Fri. Sep 20th, 2024

Speech by Fabio Panetta, Member of the Executive Board of the ECB, at the panel on “Cross-border dimensions of non-bank financial intermediation: what are the priorities for building resilience globally?”, as part of the UK G7 Presidency Conference on “Safe Openness in Global Trade and Finance” hosted by the Bank of England

8 October 2021

In the years since the global financial crisis, non-bank financial intermediaries (NBFIs) have shown continuous growth, and now account for more than half of global financial assets.[1]

Although there are a variety of reasons for this development, one of the factors has been the stricter banking regulation adopted after the global financial crisis constraining the risk-taking of banks.[2] The regulatory reforms of the last decade have promoted financial stability, especially in the banking sector.[3] At the same time, these reforms have been accompanied by an expansion of actors outside the regulatory perimeter.

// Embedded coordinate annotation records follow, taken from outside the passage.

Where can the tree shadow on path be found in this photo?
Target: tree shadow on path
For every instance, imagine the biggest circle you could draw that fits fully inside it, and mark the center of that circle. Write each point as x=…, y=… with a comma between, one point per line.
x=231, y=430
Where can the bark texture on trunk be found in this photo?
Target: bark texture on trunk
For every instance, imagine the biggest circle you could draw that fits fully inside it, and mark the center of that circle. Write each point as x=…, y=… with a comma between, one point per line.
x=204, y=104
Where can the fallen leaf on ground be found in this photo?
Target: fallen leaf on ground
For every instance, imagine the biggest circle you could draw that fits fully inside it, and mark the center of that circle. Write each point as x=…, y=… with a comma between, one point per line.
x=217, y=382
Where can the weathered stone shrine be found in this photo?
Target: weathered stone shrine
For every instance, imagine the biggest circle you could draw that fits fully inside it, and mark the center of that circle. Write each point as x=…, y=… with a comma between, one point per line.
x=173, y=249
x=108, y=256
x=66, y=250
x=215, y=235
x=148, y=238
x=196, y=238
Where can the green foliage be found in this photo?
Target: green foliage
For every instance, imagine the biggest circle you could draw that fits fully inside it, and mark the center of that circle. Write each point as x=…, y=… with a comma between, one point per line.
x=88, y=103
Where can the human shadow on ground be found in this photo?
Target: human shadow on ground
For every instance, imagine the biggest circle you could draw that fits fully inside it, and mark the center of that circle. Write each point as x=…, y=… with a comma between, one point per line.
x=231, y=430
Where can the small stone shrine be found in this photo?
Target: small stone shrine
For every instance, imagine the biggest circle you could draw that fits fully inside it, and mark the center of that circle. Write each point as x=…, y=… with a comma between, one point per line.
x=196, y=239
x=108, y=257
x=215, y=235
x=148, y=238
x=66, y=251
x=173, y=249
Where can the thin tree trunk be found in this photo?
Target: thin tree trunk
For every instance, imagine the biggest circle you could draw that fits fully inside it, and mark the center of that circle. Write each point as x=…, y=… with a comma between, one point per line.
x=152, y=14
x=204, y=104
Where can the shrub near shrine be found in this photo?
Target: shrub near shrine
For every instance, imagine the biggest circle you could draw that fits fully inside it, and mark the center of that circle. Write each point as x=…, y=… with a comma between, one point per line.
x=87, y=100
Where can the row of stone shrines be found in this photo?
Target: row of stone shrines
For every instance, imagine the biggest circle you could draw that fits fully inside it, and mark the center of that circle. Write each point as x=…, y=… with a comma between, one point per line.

NBFIs have grown faster than banks over much of the past decade: in the euro area, their assets have almost doubled, reaching €48 trillion in December 2020 (Chart 1). In the same period, non-bank finance has become an important source of funding for the real economy: its share of credit to non-financial corporations has increased from about 15% to 30% (Chart 2).

The growth of NBFIs is not the only factor shaping the rapid change of global financial markets. Digitalisation is challenging traditional financial intermediation, for example through the emergence of decentralised finance platforms that are becoming increasingly used. But we can expect more disruptive changes if two related – but up to now parallel – trends eventually converge.

On one side, global technological companies – or “big techs”, such as Google, Amazon, Facebook and Apple (GAFA) – have started offering financial services and, given their size, their large customer base and their access to unique information, are becoming more and more relevant global players in the markets. On the other side, digital assets such as crypto-assets and stablecoins are growing rapidly, although their take-up and reach in payments has remained limited so far. If big techs start issuing global stablecoins, we could see these two trends meet and alter the functioning of global financial markets.

Today, I will argue that if we are to address the cross-border challenges stemming from the expansion of NBFIs, we not only need to strengthen the regulatory and macroprudential approach to these institutions, we also need to widen the regulatory perimeter.

It took the global financial crisis to overhaul the regulation of banks and the coronavirus (COVID-19) crisis to trigger discussions on a more robust framework for money market funds, investment funds and margining practices. We should not wait for another crisis to regulate an increasingly digitalised finance with new global players.